Apple requires a person to be logged into his account in order to download an application from the App Store. Wang and the researchers developed a man-in-the-middle attack that tricked the Apple device that’s connected to a computer into authorising the download of an application using someone else’s Apple ID.
As long as the application still has Apple’s digital signature, it does not even need to still be in the App Store and can be supplied from elsewhere.
To stop Apple refusing to publish the malware on its App store Wang’s team found they could sneak a developer-provisioning file onto an iOS device when it was connected via USB to a computer.
This allows a self-signed malicious application to be installed. Legitimate applications could also be removed and substituted for look-alike malicious ones. All this can be done without a user knowing.
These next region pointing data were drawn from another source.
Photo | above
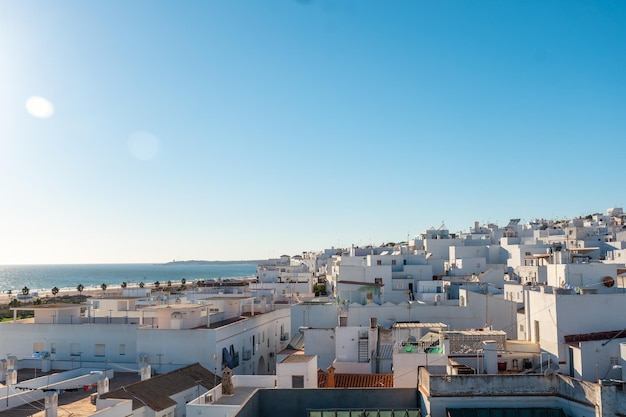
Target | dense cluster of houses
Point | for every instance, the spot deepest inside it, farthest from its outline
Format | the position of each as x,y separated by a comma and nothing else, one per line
528,314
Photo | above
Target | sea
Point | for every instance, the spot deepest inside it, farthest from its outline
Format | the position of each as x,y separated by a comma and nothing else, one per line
46,277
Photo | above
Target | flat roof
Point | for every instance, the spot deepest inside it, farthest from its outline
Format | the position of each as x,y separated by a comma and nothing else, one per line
418,325
58,306
298,358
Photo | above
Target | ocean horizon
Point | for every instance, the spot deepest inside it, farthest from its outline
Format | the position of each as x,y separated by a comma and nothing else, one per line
68,276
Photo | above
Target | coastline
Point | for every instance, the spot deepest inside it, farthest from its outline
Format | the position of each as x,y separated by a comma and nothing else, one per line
89,292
While it sounds convoluted, it is worthwhile if you are attempting to take over a large number of iOS devices.
It is also worthwhile if you are state-sponsored hackers wanting to carry out a targeted attacks aimed at just a few users.
Apple has known about the problem for nearly a year now and is yet to fix it. At the moment, Wang said, the best advice is to not connect your phone to a computer, especially if you think the computer might be infected with malware.